Отец Сонни, в одном белье, клацал зубами, а Сонни, которого окатила с одного бока ледяная вода, попискивал, точно лесная пичуга. Солнце к этому времени уже село. По заливу гуляли во всех направлениях отливные волны и зыбь высотой в двадцать футов, крутя и сталкивая одну с другой глыбы льда величиною с дом. Ободранные древесные стволы вертелись, сшибались и вставали, точно палочки для игры в бирюльки, на попа. Со склонов по обеим сторонам залива еще стекала воды. Запах был такой, точно отец с сыном лежали, уткнувшись носами в сырую землю, оставшуюся после выдранного с корнем дерева. Отец Сонни говорил потом, что эти минуты, — когда они поняли, что уцелели, но им предстоит еще выбираться из залива, уворачиваясь от всего, что носится вокруг в темноте, как в китайском бильярде, — дались им труднее, чем сам полет на гребне волны.
Через день-другой начали появляться геологи. Поначалу никто не верил, что волна могла быть такой высокой. Они полагали, что опустошения, учиненные ею вверху склонов, вызваны оползнями. Но в конечном счете поверили.
Жена спит рядом, обвив меня руками, чтобы я не озяб. Мы так и лежим на полу, но теперь уже стемнело по-настоящему. Забирать Доналда из дома друзей, с детьми которых он играл целый день, поздновато, а если они звонили нам, я их звонка не услышал.

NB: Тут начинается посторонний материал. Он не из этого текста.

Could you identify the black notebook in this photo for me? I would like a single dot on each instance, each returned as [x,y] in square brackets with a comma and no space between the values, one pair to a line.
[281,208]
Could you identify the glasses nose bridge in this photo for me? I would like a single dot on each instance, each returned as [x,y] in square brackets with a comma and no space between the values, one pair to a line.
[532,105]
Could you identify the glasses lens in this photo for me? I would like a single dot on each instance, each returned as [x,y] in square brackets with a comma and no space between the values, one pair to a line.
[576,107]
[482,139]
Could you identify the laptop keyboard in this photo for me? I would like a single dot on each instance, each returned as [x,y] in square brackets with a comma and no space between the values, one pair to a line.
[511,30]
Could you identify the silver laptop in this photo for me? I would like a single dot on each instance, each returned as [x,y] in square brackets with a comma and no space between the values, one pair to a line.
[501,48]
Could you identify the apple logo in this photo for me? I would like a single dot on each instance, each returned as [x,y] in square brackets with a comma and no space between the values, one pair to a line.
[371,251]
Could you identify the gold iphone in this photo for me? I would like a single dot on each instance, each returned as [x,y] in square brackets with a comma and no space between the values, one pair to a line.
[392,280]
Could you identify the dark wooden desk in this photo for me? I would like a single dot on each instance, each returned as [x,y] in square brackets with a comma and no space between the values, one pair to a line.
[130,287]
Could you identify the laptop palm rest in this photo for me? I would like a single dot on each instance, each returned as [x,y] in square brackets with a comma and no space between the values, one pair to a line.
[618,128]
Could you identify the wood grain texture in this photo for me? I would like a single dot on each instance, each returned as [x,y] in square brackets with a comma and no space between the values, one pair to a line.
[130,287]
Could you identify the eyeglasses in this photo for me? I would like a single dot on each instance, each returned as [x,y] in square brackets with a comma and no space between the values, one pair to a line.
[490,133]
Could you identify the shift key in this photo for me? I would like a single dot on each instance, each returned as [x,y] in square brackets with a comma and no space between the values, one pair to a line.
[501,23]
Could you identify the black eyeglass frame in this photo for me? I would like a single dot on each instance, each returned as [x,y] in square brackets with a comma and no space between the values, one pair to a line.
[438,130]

У одного моего преподавателя в колледже Святой Марии было обыкновение заканчивать каждое занятие четырьмя-пятью вопросами студентам, ответить на которые никто не мог. Курс его назывался «Философия жизни». Я получил у него троечку. А если бы учился там сейчас, получил бы еще меньше. Сидел бы в аудитории, надеясь, что он меня не заметит, и стараясь не дать моей челюсти отвиснуть, когда он примется осыпать нас вопросами. Что заставляет нас рисковать тем, что нам дороже всего? Почему мы с такой охотой купаемся в роскоши безрассудства и разгильдяйства? Что понуждает нас столь азартно играть с огнем?